Solved: Re: Selected software image version '2.1.24-s8s-sp...

jeyob · 11-27-2023 09:09 AM

Hi,

I have a dataproc serverless batch job using the 2.1 Runtime version.
Looking to use the new autoscaling version on my job (i.e.

"spark.dataproc.scaling.version": "2") but when submitting the job it fails instantly with:

"Selected software image version '2.1.24-s8s-spark' does not support control plane decommissioning"

I can also mention that I am using a custom image (according to instructions on the docs)

Any idea what might be causing this?

ms4446

I'm glad to hear that the new patch version 2.1.27 resolved the control plane error for your Dataproc Serverless setup.

Regarding the verification of the autoscaling version:

Observe Scaling Behavior: The most practical way to infer the autoscaling version is by observing how your jobs scale. Autoscaling version 2 should show more efficient and responsive scaling, especially in reducing resources when they're not needed.
Check Documentation and Release Notes: Keep an eye on Google Cloud's documentation and release notes for any updates or tips on verifying autoscaling versions.
Conduct Experiments: If possible, test with controlled workloads to see how the autoscaler responds under different conditions.

Staying updated with Google Cloud's releases and monitoring your system's performance will help you make the most of Dataproc Serverless.

View solution in original post

ms4446

The issue you're encountering with Dataproc Serverless appears to be related to the compatibility of your custom image ("2.1.24-s8s-spark") with the autoscaling version 2, specifically its support for control plane decommissioning.

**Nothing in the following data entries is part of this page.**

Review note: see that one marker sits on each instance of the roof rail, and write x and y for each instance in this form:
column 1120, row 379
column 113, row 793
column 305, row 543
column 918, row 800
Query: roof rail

While autoscaling version 2 is available for Spark runtime version 2.1, your custom image may not include the necessary components for this feature.

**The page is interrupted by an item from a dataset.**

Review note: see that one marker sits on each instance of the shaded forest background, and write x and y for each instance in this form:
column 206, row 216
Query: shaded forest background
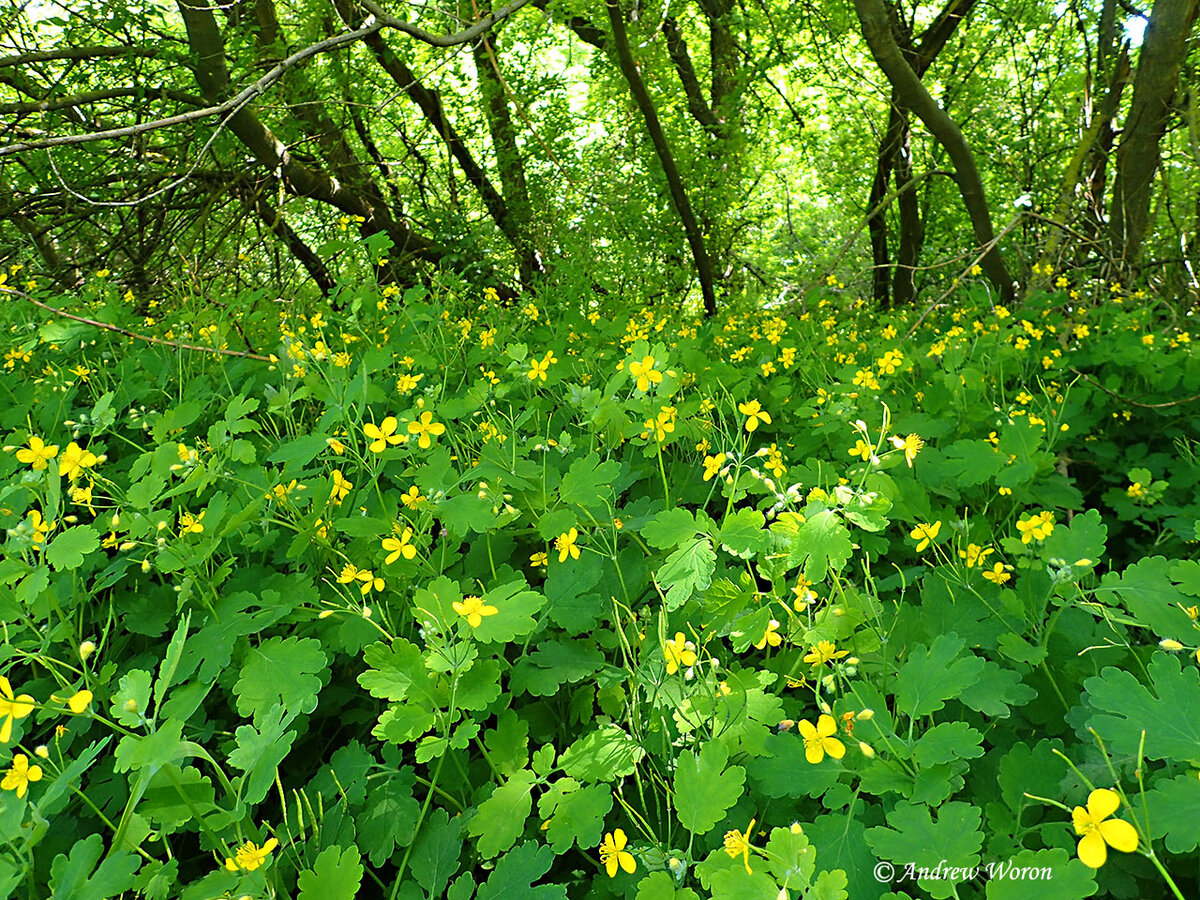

Here are some steps you can take to resolve this issue:

Check for Updated Custom Images: Before building a new custom image, verify if there's an updated version of your current custom image that supports control plane decommissioning. This could be a simpler solution than creating a new image from scratch.
Consider Using an Official Dataproc Serverless Image: If an updated custom image is not available, you might want to use an official Dataproc Serverless image for Spark 2.1, which is likely to have built-in support for the latest features, including autoscaling version 2.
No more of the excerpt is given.